Último verano en Stalingrado, novela

viernes, 9 de agosto de 2013

Antes del domingo

DG: Ariel Tancredi

"En nuestro lenguaje está depositada toda una mitología." (Ludwig Wittgenstein, Observaciones a la Rama dorada de Frazer)*


Cuando tengo dudas o contradicciones, hago el siguiente ejercicio mental: recuerdo cómo estaban hace 10 años mis compañeros de trabajo, mis amigos (los que son K, anti K, y todos los matices que hay en medio), cómo estaban mis familiares (idem); por no decir cómo estaba mi propia familia. Cuántos trabajadores sin aportes no se iban a poder jubilar, cuántos estaban afuera de todo sistema estatal, (AUH, gran tema), etc., y cómo estamos ahora. 
Y en todo lo que falta por hacer, corregir, cambiar, mejorar.
Y en quiénes se oponen a los proyectos populistas de América Latina y en América Latina.
Y en los mitos de autodesprecio o soberbia que, como bien analiza Alejandro Grimson en Mitomanías argentinas, atraviesan a nuestra sociedad.
Hablo con J, con E, amigos y docentes brillantes, luchadores y luminosos, de quiénes han sido capaces de llevar adelante este proyecto tan transformador, tan inclusivo, hacerlo, por voluntad política, coraje, inteligencia para construir colectivamente, etc. 
Me detengo a pensar en las objeciones que se hacen desde la izquierda a la matriz productiva, por sus efectos contaminantes, o las críticas por ciertas alianzas políticas. (También veo cómo "construye" política esa "izquierda" crítica, en cómo en la realidad se vincula con los sectores populares y con los poderes económicos.)Y en cómo no encuentro, aunque esté de acuerdo, otros modos de resolver esos problemas en el mundo actual, al historizar o poner en contexto la política, al pensar en los modos de construcción de poder.( Por ejemplo, no sé cómo se le daría trabajo a las miles de familias que quedarían en pelotas al modificar radicalmente algunas explotaciones y sistemas de energía; no encuentro ejemplos en otras sociedades que me parezcan aplicables al país, al menos, sin resolver otras cuestiones políticas más regionales, incluso, mundiales.)
Pienso que lo popular, categoría inasible por medio del lenguaje, incluye esa mitología de la cual el pueblo se apropia.

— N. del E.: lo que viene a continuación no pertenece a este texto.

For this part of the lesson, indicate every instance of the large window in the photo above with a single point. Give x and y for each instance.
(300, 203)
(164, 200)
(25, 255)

Pienso en cómo han surgido nuevas subjetividades que construyen nuevos sujetos políticos.
Pienso en lo que ocurre en todos los países "ricos"; en cómo la máscara del "bienestar" impuesta con la hegemonía neoliberal cayó, y en el estrépito, arrasó con millones de vidas en todo el mundo, ya no sólo en las periferias del Imperio.
También trato de imaginar, en la amplia "oferta" electoral, qué harían otros para resolver los conflictos, las luchas por diversos intereses, para mejorar los niveles de inclusión social, achicar la desigualdad, lograr mayor justicia social. 

Y pienso en los que se disfrazan, en los oportunistas que fingen ser parte de un proyecto para resolver sus quiosquitos, y en la rabia que da que se los habilite desde nuestro espacio (¿y cuándo no están estos personajes cobijándose cerca del poder, de  este poder y de todos?), pero me hago cargo de que hay cuestiones más generales, más importantes.
Pienso en mi hijo y en todos los derechos adquiridos que tiene esa generación, y en cómo estaban la mayoría de los pibes de 16 hace 10 años, más allá del eslogan #décadaGanada, que enoja a muchos pero que expresa tan bien esa potente realidad. 
Observo que muchas de esas características del comportamiento de mucha dirigencia política, que me generan rechazo, son comunes a todos los ámbitos (sindical, judicial, académico, barrial, comercial, obrero, doméstico, deportivo, artístico, familiar) y partidos, son constitutivas de lo humano: el egoísmo, la falta de escrúpulos, el uso del servicio público para beneficio personal, etcétera.
También pienso que esa instalación permanente de la desconfianza y la sospecha hacia la política esa una estrategia para despolitizarnos, restarnos fuerza social, empobrecer nuestros derechos de ejercicio de la ciudadanía,
Y concluyo que todas las cosas que no me gustan pesan muchísimo menos de las cosas que se han hecho y se pueden hacer. 

* Epígrafe en Grimson, Alejandro, Mitomanías argentinas. Cómo hablamos de nosotros mismos, Siglo XXI, Avellaneda, Argentina, 2012.